Saïd, wounded after boarding and capturing a Christian ship, orders that a Christian girl be brought to him to treat his injuries. This girl is Blanca, the only woman among the prisoners, who had been cloistered in a convent since childhood and was on her way to Barcelona to take her vows as a nun before the attack. The other Christian prisoners include Carles, Blanca's father and a high-ranking military officer; Ferran, the captain of the Christian ship and Blanca's cousin, secretly in love with her since childhood; and other sailors. Their fate is to be sold as slaves, Carles to be ransomed, and Blanca to join the harem of the ruler of Algiers—a destiny she is willing to die to avoid.

Grateful for Blanca's care, Saïd grants her more privileges than the other prisoners and eventually falls in love with her. When Saïd recounts the tragic story of his parents in a dramatic monologue, Blanca is moved to tears. To atone for the guilt of feeling compassion for an infidel, she plans to kill him with a dagger while he sleeps. However, she cannot go through with it, and when Saïd wakes up, he offers his chest for her to strike but faints instead.

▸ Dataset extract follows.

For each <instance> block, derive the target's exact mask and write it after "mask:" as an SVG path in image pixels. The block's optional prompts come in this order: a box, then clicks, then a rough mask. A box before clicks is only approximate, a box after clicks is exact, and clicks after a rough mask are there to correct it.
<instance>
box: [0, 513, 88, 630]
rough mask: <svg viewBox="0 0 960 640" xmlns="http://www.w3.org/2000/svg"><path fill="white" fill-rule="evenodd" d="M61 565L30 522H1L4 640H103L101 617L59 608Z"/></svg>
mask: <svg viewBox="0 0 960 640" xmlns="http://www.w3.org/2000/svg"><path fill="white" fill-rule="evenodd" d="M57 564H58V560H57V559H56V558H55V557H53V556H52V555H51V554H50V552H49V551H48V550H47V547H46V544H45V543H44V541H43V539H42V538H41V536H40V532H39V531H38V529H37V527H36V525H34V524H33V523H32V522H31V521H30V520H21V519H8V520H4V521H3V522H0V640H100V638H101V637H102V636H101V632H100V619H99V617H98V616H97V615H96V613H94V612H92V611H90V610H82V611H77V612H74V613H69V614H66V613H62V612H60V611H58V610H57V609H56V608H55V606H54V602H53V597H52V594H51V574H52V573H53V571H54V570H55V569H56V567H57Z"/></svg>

In the second act, Blanca is confused by the new emotions she feels for Saïd, while Saïd secretly harbors growing affection and passion for her, revealed through his jealousy upon suspecting a relationship between Blanca and Ferran. Once Saïd confirms there is nothing between them, an impossible love blooms between Saïd and Blanca. They belong to different and opposing worlds, and they know their love will be condemned by all.

Joanot, a renegade Christian in Saïd's crew, becomes the turning point. A fugitive from justice who joined the Muslims, Joanot struggles with the contradictions of abandoning his faith and seeks reconciliation with it. To win the Christians' favor, he decides to free the prisoners, who kill all the pirates except Saïd and take control of the ship.

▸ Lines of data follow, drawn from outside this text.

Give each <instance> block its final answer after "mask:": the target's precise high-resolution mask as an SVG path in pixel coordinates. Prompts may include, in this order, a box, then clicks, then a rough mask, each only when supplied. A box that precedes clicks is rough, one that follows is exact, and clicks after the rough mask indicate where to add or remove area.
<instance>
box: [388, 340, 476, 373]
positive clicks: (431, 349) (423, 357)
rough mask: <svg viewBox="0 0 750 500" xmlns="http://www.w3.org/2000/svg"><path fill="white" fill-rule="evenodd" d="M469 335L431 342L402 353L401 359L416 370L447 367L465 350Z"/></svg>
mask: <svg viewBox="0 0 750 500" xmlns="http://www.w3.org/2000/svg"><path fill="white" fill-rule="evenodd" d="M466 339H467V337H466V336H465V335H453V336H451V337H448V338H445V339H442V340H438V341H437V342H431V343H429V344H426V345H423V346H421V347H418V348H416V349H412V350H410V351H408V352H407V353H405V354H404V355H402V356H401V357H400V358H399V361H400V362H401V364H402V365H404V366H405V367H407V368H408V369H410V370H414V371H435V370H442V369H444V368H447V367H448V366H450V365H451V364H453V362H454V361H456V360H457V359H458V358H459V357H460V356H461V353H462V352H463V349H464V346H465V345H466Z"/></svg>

In the third act, Blanca stands guard outside the cabin where Saïd is held to protect him, threatening to stab herself if anyone harms him. Carles, Blanca's father, disowns her upon discovering her love for a Muslim. There are two attempts to save Saïd: first, Joanot offers to sacrifice himself by pretending to be Saïd so the latter can escape, hoping to reconcile with his faith and have prayers said for his soul. Later, Ferran, who secretly admires his adversary and understands that his cousin was never meant to be a nun, prepares a rowboat for Saïd to escape by night.

However, at the last moment, Carles appears and shoots Saïd, but Blanca steps in to shield him and takes the bullet instead. She dies from her father's shot, and Saïd, in despair, throws himself into the sea with Blanca, and they die together. The death of the two protagonists is the only way they can be united in love. They live in two opposing worlds—one the sea, the other the sky—which only meet at the horizon that is death.

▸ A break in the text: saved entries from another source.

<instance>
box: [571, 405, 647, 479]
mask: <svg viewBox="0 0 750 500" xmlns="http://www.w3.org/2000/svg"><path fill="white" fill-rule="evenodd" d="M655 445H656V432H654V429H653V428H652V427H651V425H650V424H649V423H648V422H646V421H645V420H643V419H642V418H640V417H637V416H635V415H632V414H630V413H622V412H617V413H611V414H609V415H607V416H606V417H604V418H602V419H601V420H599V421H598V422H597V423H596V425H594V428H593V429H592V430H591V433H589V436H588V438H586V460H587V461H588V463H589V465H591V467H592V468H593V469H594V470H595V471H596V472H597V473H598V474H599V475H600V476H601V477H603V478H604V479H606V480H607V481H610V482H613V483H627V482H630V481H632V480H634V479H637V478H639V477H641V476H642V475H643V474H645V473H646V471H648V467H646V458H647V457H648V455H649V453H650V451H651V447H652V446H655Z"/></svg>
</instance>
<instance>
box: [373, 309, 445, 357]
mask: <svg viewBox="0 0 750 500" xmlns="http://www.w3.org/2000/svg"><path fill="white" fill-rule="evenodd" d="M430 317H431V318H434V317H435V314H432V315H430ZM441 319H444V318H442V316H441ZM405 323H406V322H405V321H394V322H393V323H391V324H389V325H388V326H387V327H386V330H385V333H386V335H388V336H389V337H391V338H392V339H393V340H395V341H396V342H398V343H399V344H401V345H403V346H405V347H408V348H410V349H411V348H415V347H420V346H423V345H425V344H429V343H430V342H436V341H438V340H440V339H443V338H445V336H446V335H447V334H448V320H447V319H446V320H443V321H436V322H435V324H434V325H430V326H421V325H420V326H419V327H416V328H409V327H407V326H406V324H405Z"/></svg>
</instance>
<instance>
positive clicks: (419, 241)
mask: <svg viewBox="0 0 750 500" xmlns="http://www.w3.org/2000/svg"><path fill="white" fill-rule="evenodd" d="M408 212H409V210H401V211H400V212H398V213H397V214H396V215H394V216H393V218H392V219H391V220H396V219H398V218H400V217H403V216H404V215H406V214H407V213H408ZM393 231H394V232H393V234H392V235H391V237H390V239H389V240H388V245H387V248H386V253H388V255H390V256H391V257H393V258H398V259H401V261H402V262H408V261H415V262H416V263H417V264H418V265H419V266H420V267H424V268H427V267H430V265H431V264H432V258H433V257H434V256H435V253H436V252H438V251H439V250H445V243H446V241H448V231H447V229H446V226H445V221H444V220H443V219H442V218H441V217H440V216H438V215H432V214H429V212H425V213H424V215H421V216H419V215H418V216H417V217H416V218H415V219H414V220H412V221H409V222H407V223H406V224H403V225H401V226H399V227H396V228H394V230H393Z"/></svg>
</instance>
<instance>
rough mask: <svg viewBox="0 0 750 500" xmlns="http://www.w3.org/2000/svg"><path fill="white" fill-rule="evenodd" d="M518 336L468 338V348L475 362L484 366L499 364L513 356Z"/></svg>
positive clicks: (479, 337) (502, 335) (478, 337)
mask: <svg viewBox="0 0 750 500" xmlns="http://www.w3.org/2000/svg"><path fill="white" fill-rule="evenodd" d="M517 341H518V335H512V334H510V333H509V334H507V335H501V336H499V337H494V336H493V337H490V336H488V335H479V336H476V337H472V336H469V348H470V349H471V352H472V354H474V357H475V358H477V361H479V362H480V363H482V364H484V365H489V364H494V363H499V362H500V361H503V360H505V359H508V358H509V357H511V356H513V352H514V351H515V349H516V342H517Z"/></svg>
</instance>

== Translations and adaptations ==
This play has been translated into Spanish by Enric Gaspar; into French by Artur Vinardell; into English by Francesc Roig; into Italian by Suñer; and into Esperanto by Jaume Grau Casas. There are also three additional translations into Czech, Sicilian, and Portuguese.

The play inspired a musical produced by Dagoll-Dagom, Mar i Cel. The Spanish version inspired the work Ni mar ni cielo o la monja del puñalet by Enrique González Bedmar (1892). A production of the musical at Teatre Victòria began in September 2024.